Nikola Tesla (10 July 1856 - 7 January 1943) was a Serbian-American inventor, physicist, and electrical engineer. Among his inventions are flourescent lighting, radio, the Tesla coil, 3-phase electricity, the Tesla induction motor, and the alternating current (AC) electrical energy distribution system.
War of currentsEdit
After emigrating to America, Tesla became employed at Edison Machine Works. Thus, he was employed by Thomas Edison. Edison had invested a large amount of money in an electrical energy distribution system that used direct current (DC). However, Edison noticed that his energy distribution system was problematic (it could only distribute energy a short distance). Therefore, he offered a monetary reward the equivalent of about $1 million to the one who could offer him a solution. Nicola Tesla proposed, and patented, an alternating current (AC) electrical energy distribution system, which could distribute energy across much greater distance, with transformers used to convert the AC energy into the DC energy that homes could use. However, Edison refused to pay Tesla the monetary reward, and afterward, Tesla left Edison Machine Works.

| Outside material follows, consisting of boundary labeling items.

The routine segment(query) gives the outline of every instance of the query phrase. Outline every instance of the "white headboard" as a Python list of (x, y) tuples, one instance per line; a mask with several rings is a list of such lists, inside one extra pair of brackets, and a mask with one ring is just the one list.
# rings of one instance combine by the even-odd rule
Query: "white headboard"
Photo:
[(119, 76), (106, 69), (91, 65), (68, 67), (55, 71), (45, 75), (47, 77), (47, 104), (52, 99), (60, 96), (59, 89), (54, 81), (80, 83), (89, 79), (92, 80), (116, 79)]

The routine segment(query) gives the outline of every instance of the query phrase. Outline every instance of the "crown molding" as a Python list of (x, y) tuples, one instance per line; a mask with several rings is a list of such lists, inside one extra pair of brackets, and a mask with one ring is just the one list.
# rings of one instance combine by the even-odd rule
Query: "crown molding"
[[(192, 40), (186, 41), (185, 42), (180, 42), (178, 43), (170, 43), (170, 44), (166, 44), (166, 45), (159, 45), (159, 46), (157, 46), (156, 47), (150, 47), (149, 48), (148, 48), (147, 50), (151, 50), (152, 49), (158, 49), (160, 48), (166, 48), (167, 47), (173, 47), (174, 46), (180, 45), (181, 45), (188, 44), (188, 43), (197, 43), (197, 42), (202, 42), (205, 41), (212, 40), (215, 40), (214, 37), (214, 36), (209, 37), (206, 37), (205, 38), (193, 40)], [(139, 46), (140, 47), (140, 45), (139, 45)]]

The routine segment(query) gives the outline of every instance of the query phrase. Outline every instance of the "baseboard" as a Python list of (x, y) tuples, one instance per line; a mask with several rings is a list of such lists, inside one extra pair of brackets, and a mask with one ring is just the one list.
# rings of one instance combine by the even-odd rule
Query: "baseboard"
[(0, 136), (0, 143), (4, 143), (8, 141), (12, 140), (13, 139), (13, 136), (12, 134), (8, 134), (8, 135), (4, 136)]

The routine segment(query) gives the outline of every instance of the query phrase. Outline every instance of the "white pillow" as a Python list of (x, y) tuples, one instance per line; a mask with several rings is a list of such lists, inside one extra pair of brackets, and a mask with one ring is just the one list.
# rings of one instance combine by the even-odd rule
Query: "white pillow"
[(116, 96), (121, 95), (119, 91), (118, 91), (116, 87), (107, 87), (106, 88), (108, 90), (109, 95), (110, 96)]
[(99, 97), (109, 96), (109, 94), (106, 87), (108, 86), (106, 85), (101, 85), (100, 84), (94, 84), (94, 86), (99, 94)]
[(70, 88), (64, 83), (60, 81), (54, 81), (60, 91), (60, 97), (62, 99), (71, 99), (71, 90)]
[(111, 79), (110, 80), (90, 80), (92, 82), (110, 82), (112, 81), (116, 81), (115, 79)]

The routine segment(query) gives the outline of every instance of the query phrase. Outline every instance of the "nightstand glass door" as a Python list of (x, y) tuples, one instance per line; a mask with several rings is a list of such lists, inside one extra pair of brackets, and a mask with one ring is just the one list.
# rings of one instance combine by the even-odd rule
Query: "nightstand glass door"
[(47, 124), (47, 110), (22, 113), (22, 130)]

Afterwards, Edison initiated a campaign in an attempt to show AC energy as being too dangerous to use in homes. He held demonstrations in which he used AC energy to electrocute various animals, including cats and even an elephant. Edison also petitioned congress in an attempt to make AC energy illegal to use. Edison even went as far as to have AC energy used to execute an inmate on death row.
As part of his campaign, Edison presented an image of Tesla as a mad scientist. Edison's success in this endeavor was such that Tesla himself had difficulty marketing AC electrical energy distribution, and he ended up selling his patent to George Westinghouse, and even to this day, many insist that Tesla was a mad scientist.